Although Chastain delivers a detailed, tightly foucused performance that brings Maya vividly to life, she isn’t given any sort of a backstory. She hasn’t got a personal life that we ever see. She has no love life that we know of, no significant other that she, or anyone else ever refers to. At times she seems a bit like Sergeant Joe Friday from Dragnet back when Dragnet was still in black and white and worth watching. All we ever see of her is her work life, and she never doubts for a moment that what she is doing is necessary, and that if the job isn’t done the consequences for the people she’s trying to protect will be grim.

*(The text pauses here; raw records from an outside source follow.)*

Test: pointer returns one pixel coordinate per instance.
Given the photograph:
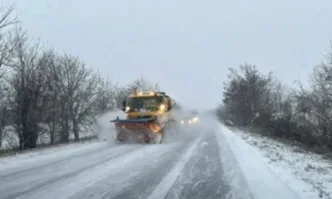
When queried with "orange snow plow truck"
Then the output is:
(148, 114)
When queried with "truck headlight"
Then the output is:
(162, 107)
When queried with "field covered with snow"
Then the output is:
(307, 173)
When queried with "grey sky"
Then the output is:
(186, 46)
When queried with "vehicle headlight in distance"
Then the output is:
(162, 107)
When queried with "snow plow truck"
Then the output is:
(147, 115)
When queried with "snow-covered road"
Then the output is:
(200, 165)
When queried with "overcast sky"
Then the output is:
(186, 46)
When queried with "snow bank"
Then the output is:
(263, 183)
(307, 173)
(47, 155)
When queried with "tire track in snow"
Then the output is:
(23, 172)
(38, 184)
(166, 184)
(70, 187)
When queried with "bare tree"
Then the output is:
(28, 82)
(6, 21)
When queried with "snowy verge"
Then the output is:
(49, 154)
(262, 181)
(306, 172)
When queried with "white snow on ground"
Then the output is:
(106, 128)
(263, 183)
(309, 174)
(48, 155)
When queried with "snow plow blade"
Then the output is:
(145, 130)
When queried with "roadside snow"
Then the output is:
(309, 174)
(43, 155)
(263, 183)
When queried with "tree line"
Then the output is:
(262, 102)
(43, 92)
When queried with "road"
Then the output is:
(197, 164)
(188, 168)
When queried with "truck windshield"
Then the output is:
(149, 103)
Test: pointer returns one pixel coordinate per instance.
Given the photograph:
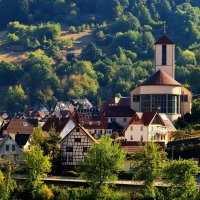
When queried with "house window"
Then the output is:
(70, 159)
(77, 139)
(25, 124)
(13, 147)
(136, 98)
(124, 119)
(112, 119)
(7, 147)
(184, 98)
(69, 149)
(164, 54)
(85, 149)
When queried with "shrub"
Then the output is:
(12, 38)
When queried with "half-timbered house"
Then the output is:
(74, 146)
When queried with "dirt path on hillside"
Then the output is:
(8, 55)
(79, 40)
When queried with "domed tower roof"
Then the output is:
(164, 40)
(160, 78)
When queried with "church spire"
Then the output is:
(165, 28)
(164, 53)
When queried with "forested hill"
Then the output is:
(121, 57)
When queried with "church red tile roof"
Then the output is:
(164, 40)
(161, 78)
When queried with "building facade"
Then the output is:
(161, 92)
(74, 146)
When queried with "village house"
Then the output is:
(161, 92)
(61, 125)
(149, 126)
(62, 109)
(12, 148)
(118, 110)
(18, 126)
(74, 146)
(82, 103)
(94, 121)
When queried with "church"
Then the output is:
(161, 92)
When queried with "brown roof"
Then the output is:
(118, 111)
(57, 123)
(85, 130)
(19, 125)
(160, 78)
(147, 117)
(164, 40)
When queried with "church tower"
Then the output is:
(164, 55)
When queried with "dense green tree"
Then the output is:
(193, 80)
(7, 184)
(9, 73)
(96, 167)
(181, 177)
(52, 148)
(81, 86)
(187, 58)
(147, 165)
(37, 136)
(13, 10)
(36, 166)
(91, 53)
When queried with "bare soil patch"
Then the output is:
(79, 40)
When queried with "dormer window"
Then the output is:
(25, 124)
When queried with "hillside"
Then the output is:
(59, 50)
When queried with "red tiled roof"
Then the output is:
(19, 125)
(85, 130)
(118, 111)
(160, 78)
(147, 117)
(57, 123)
(164, 40)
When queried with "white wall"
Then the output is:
(69, 126)
(9, 141)
(136, 132)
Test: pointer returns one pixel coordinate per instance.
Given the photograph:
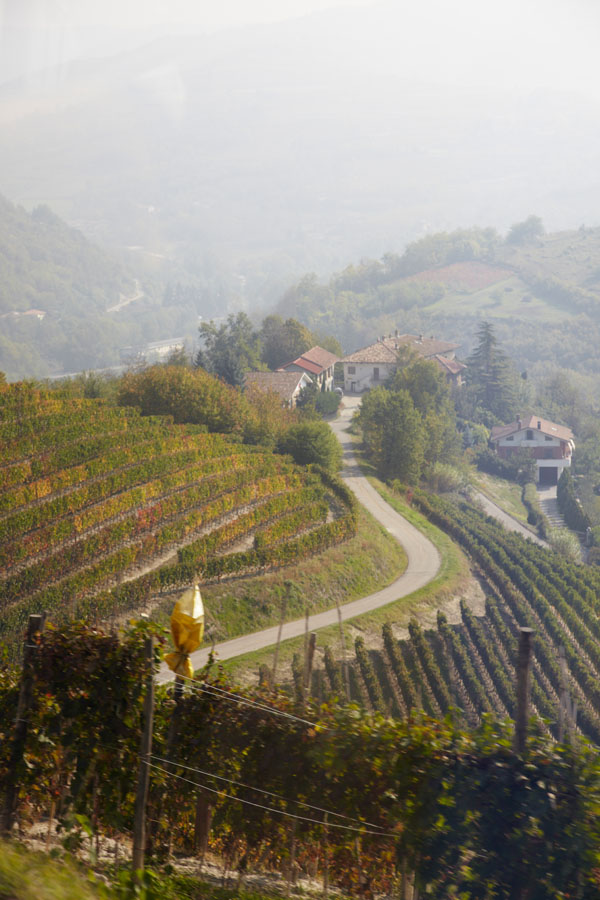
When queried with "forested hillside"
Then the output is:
(66, 305)
(541, 291)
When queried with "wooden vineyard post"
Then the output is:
(523, 682)
(343, 643)
(141, 797)
(276, 657)
(325, 855)
(34, 626)
(310, 658)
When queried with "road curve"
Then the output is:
(422, 566)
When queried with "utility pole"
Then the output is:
(343, 643)
(141, 797)
(34, 626)
(310, 657)
(523, 684)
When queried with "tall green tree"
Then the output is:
(393, 433)
(231, 349)
(491, 378)
(282, 341)
(431, 398)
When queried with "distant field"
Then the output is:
(510, 298)
(466, 276)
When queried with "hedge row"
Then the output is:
(568, 504)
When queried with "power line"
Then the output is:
(271, 809)
(221, 693)
(262, 791)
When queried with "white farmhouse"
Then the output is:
(549, 444)
(374, 364)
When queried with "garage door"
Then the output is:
(548, 474)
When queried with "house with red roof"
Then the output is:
(551, 445)
(317, 363)
(287, 385)
(370, 366)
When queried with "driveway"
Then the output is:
(492, 509)
(422, 566)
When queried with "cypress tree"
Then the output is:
(490, 375)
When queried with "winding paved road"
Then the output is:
(511, 524)
(423, 563)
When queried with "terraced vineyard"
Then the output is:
(102, 509)
(472, 665)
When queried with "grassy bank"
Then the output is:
(365, 564)
(505, 494)
(452, 580)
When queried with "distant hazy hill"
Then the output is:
(543, 295)
(47, 265)
(291, 147)
(67, 305)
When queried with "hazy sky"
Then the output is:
(207, 14)
(513, 43)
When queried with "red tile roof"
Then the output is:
(449, 365)
(283, 383)
(386, 350)
(528, 420)
(315, 360)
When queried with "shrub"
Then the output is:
(312, 442)
(327, 403)
(444, 478)
(520, 467)
(565, 543)
(569, 505)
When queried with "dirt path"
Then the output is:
(125, 301)
(423, 563)
(491, 509)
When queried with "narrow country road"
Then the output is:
(511, 524)
(423, 563)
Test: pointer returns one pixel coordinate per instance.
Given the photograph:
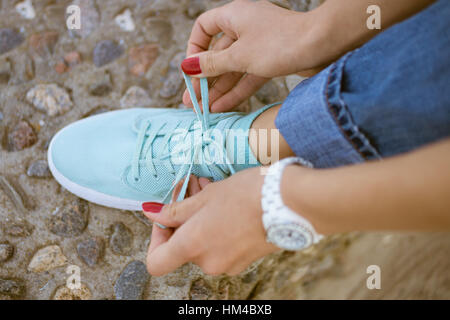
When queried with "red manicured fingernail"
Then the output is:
(191, 66)
(153, 207)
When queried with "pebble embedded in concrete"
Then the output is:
(132, 281)
(46, 259)
(50, 98)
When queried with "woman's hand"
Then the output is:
(219, 228)
(260, 41)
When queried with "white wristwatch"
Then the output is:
(284, 228)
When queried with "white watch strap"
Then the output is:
(272, 204)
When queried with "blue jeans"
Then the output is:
(390, 96)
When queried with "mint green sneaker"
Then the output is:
(123, 158)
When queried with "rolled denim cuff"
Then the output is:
(316, 124)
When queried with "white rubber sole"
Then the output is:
(86, 193)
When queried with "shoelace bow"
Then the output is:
(195, 151)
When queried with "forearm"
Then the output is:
(408, 192)
(338, 26)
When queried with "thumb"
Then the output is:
(211, 63)
(174, 214)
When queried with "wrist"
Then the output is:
(299, 193)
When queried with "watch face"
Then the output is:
(289, 236)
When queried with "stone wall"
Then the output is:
(112, 63)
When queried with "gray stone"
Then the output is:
(14, 193)
(6, 252)
(21, 137)
(132, 281)
(171, 85)
(14, 288)
(70, 220)
(43, 44)
(5, 71)
(90, 18)
(101, 85)
(121, 240)
(65, 293)
(105, 52)
(50, 98)
(46, 259)
(91, 250)
(200, 290)
(18, 229)
(135, 97)
(159, 31)
(39, 169)
(9, 39)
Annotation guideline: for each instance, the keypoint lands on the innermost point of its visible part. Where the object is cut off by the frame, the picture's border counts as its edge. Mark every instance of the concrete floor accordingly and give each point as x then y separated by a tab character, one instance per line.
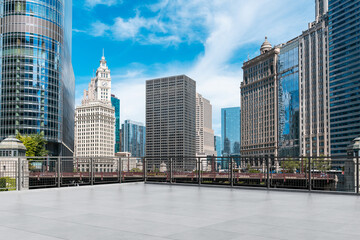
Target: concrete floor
155	212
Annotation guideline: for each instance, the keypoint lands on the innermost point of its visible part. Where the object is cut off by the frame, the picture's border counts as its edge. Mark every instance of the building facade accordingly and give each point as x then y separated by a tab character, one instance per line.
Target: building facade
289	100
230	131
259	110
171	117
217	145
133	138
95	118
37	84
344	60
314	85
204	131
115	102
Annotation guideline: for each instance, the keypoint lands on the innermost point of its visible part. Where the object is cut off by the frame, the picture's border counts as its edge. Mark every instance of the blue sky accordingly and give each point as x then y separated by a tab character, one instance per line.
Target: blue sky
208	40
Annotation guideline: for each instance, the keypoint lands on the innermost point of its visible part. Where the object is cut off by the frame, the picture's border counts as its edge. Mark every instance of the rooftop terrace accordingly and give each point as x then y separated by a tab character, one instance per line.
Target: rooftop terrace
155	212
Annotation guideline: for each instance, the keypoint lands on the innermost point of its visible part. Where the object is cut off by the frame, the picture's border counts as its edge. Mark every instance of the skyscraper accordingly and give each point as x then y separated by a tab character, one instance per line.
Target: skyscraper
288	99
230	130
37	80
171	117
204	131
133	138
95	118
217	145
344	58
259	110
314	85
115	102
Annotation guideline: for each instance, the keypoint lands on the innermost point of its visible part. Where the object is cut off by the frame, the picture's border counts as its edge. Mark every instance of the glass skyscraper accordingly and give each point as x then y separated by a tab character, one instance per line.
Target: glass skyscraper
230	130
115	102
133	138
217	145
288	99
344	70
36	79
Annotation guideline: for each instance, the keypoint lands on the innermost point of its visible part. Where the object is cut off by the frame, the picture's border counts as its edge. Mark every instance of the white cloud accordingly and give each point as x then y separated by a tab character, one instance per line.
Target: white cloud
93	3
98	29
224	27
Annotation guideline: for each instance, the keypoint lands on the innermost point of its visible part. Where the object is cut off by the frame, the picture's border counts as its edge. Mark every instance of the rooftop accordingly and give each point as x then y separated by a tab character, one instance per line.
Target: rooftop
155	212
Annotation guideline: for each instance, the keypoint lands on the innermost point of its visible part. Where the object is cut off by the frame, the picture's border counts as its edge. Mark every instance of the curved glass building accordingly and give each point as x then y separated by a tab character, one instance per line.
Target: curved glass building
36	77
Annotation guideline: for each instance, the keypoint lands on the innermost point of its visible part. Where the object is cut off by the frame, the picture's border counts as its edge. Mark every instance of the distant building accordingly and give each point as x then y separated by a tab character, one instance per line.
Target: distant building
217	145
288	100
115	102
344	60
133	138
314	85
95	121
204	131
171	117
259	110
230	130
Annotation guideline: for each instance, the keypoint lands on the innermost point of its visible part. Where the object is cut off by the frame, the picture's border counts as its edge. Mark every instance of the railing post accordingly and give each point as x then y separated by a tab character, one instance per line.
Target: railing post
119	166
59	172
144	169
267	172
19	174
357	173
91	171
231	172
310	167
199	170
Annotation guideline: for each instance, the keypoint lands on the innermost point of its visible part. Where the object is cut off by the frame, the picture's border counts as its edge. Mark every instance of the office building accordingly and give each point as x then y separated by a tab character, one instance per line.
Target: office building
289	99
204	131
314	85
95	118
171	117
230	130
344	60
259	110
37	80
115	102
217	145
133	138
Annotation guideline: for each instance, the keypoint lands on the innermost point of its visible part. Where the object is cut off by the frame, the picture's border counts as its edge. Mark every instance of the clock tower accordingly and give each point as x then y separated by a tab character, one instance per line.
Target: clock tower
102	82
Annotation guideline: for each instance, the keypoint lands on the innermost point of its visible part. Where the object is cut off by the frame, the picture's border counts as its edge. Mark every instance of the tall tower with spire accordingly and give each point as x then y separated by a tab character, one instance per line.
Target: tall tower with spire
95	120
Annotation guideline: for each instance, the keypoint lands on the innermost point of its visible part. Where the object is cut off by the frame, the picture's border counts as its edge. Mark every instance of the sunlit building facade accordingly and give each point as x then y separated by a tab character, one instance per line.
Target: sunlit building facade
115	102
133	138
36	76
288	100
230	131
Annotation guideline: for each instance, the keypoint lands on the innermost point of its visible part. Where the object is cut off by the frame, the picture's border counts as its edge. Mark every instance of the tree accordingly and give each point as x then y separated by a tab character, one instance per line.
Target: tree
34	143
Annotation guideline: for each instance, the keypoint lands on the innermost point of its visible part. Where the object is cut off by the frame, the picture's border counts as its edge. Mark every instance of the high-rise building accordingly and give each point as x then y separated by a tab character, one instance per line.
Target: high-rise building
36	76
288	99
217	145
230	130
133	138
259	110
115	102
344	60
204	131
314	85
95	118
171	117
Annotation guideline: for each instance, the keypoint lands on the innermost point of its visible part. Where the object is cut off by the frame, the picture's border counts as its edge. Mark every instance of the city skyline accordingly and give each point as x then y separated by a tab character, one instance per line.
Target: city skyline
133	55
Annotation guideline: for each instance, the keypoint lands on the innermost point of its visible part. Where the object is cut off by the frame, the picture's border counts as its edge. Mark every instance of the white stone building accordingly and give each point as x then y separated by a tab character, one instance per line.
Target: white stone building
95	124
204	131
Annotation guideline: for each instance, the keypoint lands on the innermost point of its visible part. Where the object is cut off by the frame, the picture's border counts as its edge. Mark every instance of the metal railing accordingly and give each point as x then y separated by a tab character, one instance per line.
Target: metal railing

But if Zero Dark Thirty is at times like Dragnet, it differs from Dragnet in one crucial respect. Joe Friday was policing a city that, at the end of the day, was under the rule of law, and he had the law on his side. Maya is operating out where American law doesn’t run, in a hostile and often lawless country. And unlike Joe Friday, she is hunting an enemy that is constantly hunting her. American embassies and compounds in this part of the world are under siege, and Americans are targets. Maya barely survives a bomb attack at a Karachi hotel. Several of her CIA colleagues at a forward base in Afghanistan are not so fortunate. As the search for Bin Laden drags on for years, it becomes clear that not only are Maya and other CIA officers targeted by Al Qaeda, they have become targeted by political critics at home. If the early parts of Zero Dark Thirty feels a bit like Dragnet, the later part, with its combination of personal and bureaucratic jeopardy, feels a bit like one of Len Deighton’s early spy thrillers.
But once Bin Laden has been located, Bigelow shifts gears again, and the assault on Bin Laden’s compound becomes a tense, high energy technothriller. This is far and away the best part of the movie, and Bigelow’s handling of it is restrained and masterful. The careful, methodical, unhurried way in which the SEALs work their way room by room through the compound, while precious minutes tick by and hostile crowds gather in the street is far more exciting than any amount of phony pyrotechnics would have been.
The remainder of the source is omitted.